Before we start, we need to create the DB roles that will benefit from the RLS policy. To do this, we will run:

CREATE ROLE "alice@test.com" WITH LOGIN PASSWORD 'password';
CREATE ROLE "bob@other.com" WITH LOGIN PASSWORD 'password';

Granting Roles Access to Select on the Table

With our roles in place, we need to go ahead and grant them access to perform the SELECT operation in our restaurants table. Keep in mind that this step is previous to RLS; as it is now, this would grant each role access to select all rows in the table

GRANT SELECT ON restaurants TO "alice@test.com";
GRANT SELECT ON restaurants TO "bob@other.com";

Enabling RLS

To enable RLS on our restaurants table, we will run:

ALTER TABLE restaurants ENABLE ROW LEVEL SECURITY;

Creating and Managing RLS Policies

Now that RLS is activated on the table, we need to create a policy to grant each user access to their companies’ restaurants.
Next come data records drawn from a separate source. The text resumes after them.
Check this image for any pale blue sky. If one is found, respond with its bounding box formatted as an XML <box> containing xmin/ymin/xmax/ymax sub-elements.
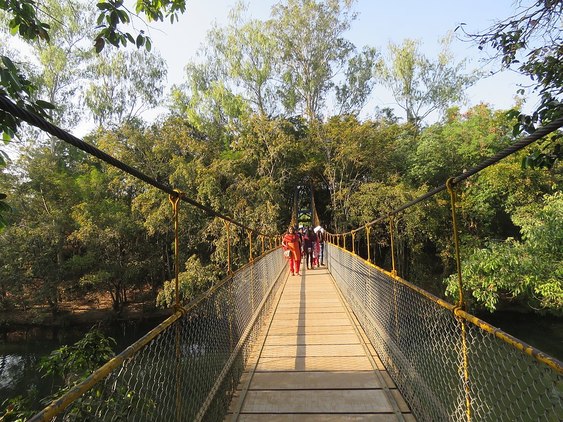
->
<box><xmin>143</xmin><ymin>0</ymin><xmax>535</xmax><ymax>121</ymax></box>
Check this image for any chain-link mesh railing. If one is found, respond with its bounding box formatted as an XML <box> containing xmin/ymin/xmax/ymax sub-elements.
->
<box><xmin>326</xmin><ymin>244</ymin><xmax>563</xmax><ymax>422</ymax></box>
<box><xmin>32</xmin><ymin>248</ymin><xmax>286</xmax><ymax>422</ymax></box>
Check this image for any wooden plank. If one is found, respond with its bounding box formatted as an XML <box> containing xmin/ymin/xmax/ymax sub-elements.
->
<box><xmin>227</xmin><ymin>269</ymin><xmax>414</xmax><ymax>422</ymax></box>
<box><xmin>241</xmin><ymin>371</ymin><xmax>384</xmax><ymax>390</ymax></box>
<box><xmin>242</xmin><ymin>389</ymin><xmax>393</xmax><ymax>413</ymax></box>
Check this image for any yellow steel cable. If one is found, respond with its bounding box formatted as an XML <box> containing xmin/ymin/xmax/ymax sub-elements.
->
<box><xmin>247</xmin><ymin>230</ymin><xmax>253</xmax><ymax>262</ymax></box>
<box><xmin>446</xmin><ymin>177</ymin><xmax>471</xmax><ymax>422</ymax></box>
<box><xmin>168</xmin><ymin>190</ymin><xmax>183</xmax><ymax>422</ymax></box>
<box><xmin>446</xmin><ymin>177</ymin><xmax>464</xmax><ymax>308</ymax></box>
<box><xmin>223</xmin><ymin>220</ymin><xmax>232</xmax><ymax>275</ymax></box>
<box><xmin>389</xmin><ymin>216</ymin><xmax>397</xmax><ymax>275</ymax></box>
<box><xmin>168</xmin><ymin>190</ymin><xmax>183</xmax><ymax>309</ymax></box>
<box><xmin>366</xmin><ymin>224</ymin><xmax>371</xmax><ymax>262</ymax></box>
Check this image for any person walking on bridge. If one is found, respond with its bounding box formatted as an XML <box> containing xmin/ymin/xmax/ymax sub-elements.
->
<box><xmin>282</xmin><ymin>226</ymin><xmax>301</xmax><ymax>275</ymax></box>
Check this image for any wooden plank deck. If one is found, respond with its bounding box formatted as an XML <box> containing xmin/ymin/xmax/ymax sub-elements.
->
<box><xmin>227</xmin><ymin>268</ymin><xmax>415</xmax><ymax>422</ymax></box>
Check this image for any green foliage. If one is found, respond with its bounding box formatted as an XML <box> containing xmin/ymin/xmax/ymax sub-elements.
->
<box><xmin>156</xmin><ymin>255</ymin><xmax>223</xmax><ymax>308</ymax></box>
<box><xmin>466</xmin><ymin>0</ymin><xmax>563</xmax><ymax>168</ymax></box>
<box><xmin>376</xmin><ymin>36</ymin><xmax>477</xmax><ymax>127</ymax></box>
<box><xmin>407</xmin><ymin>104</ymin><xmax>512</xmax><ymax>187</ymax></box>
<box><xmin>39</xmin><ymin>327</ymin><xmax>116</xmax><ymax>384</ymax></box>
<box><xmin>447</xmin><ymin>192</ymin><xmax>563</xmax><ymax>314</ymax></box>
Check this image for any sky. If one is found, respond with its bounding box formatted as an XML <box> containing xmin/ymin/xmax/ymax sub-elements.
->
<box><xmin>140</xmin><ymin>0</ymin><xmax>537</xmax><ymax>122</ymax></box>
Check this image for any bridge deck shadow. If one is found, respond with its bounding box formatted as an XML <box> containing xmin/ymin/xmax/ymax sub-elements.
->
<box><xmin>227</xmin><ymin>267</ymin><xmax>415</xmax><ymax>421</ymax></box>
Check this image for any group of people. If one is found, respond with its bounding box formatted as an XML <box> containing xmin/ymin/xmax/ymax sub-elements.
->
<box><xmin>282</xmin><ymin>226</ymin><xmax>324</xmax><ymax>275</ymax></box>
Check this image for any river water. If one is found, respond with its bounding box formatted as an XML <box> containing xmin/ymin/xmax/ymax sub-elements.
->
<box><xmin>0</xmin><ymin>317</ymin><xmax>163</xmax><ymax>410</ymax></box>
<box><xmin>0</xmin><ymin>312</ymin><xmax>563</xmax><ymax>416</ymax></box>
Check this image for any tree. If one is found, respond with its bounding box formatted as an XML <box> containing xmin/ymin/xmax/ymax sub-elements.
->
<box><xmin>376</xmin><ymin>36</ymin><xmax>476</xmax><ymax>127</ymax></box>
<box><xmin>204</xmin><ymin>3</ymin><xmax>279</xmax><ymax>116</ymax></box>
<box><xmin>460</xmin><ymin>0</ymin><xmax>563</xmax><ymax>168</ymax></box>
<box><xmin>272</xmin><ymin>0</ymin><xmax>355</xmax><ymax>122</ymax></box>
<box><xmin>447</xmin><ymin>192</ymin><xmax>563</xmax><ymax>315</ymax></box>
<box><xmin>85</xmin><ymin>50</ymin><xmax>166</xmax><ymax>126</ymax></box>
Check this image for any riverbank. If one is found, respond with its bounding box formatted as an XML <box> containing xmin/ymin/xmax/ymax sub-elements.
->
<box><xmin>0</xmin><ymin>290</ymin><xmax>172</xmax><ymax>333</ymax></box>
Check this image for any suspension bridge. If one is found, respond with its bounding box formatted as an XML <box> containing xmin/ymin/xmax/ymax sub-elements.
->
<box><xmin>0</xmin><ymin>96</ymin><xmax>563</xmax><ymax>421</ymax></box>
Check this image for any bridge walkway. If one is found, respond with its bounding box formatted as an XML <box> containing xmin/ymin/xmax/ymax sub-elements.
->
<box><xmin>227</xmin><ymin>267</ymin><xmax>415</xmax><ymax>422</ymax></box>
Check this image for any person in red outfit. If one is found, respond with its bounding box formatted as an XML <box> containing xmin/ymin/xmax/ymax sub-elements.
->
<box><xmin>282</xmin><ymin>226</ymin><xmax>301</xmax><ymax>275</ymax></box>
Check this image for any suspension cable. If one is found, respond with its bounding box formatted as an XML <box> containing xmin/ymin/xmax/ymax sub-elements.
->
<box><xmin>338</xmin><ymin>117</ymin><xmax>563</xmax><ymax>233</ymax></box>
<box><xmin>0</xmin><ymin>94</ymin><xmax>269</xmax><ymax>236</ymax></box>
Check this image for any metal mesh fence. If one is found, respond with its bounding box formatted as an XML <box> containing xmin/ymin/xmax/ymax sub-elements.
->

Before we do this, we must create a function that we can run that can tell us the company ID of the user that is running the query. We can do this using a native Postgres function:

CREATE OR REPLACE FUNCTION get_user_company_id() RETURNS INT AS $$
BEGIN
    RETURN (SELECT company_id FROM users WHERE email = current_user);
END;
$$ LANGUAGE plpgsql;

Now that we have a function to find out a user’s company, we can create the policy itself:

CREATE POLICY company_policy ON restaurants
FOR SELECT
USING (company_id = get_user_company_id());

Keep in mind policies can be selected, altered, or dropped, like other objects in the Postgres, like this:

-- Select policies on table
SELECT * FROM pg_policies WHERE tablename = 'restaurants';

-- Drop a policy
DROP POLICY company_policy ON restaurants;

-- Alter a policy
ALTER POLICY company_policy ON restaurants
FOR SELECT, UPDATE
USING (company_id = get_user_company_id());

Testing RLS

With our RLS policies and roles in place, we can test them by assuming the role of a user from Company A and of Company B, and seeing the resulting output.

SET ROLE 'alice@test.com';
SELECT * FROM restaurants;

-- Output

 id |     name      |  address  | company_id 
----+---------------+-----------+------------
  1 | Restaurant 1  | Address 1 |          1
  2 | Restaurant 2  | Address 2 |          1

SET ROLE 'bob@other.com';
SELECT * FROM restaurants;

-- Output

 id |     name      |  address  | company_id 
----+---------------+-----------+------------
  3 | Restaurant 3  | Address 3 |          2

Having succesfully implemented and tested RLS in our restaurants table, we can now hand over to the users the roles that we have created for them, so that they can use them safely in the third-party reporting solution, knowing they will only be able to access the rows they own when running SQL queries against our database.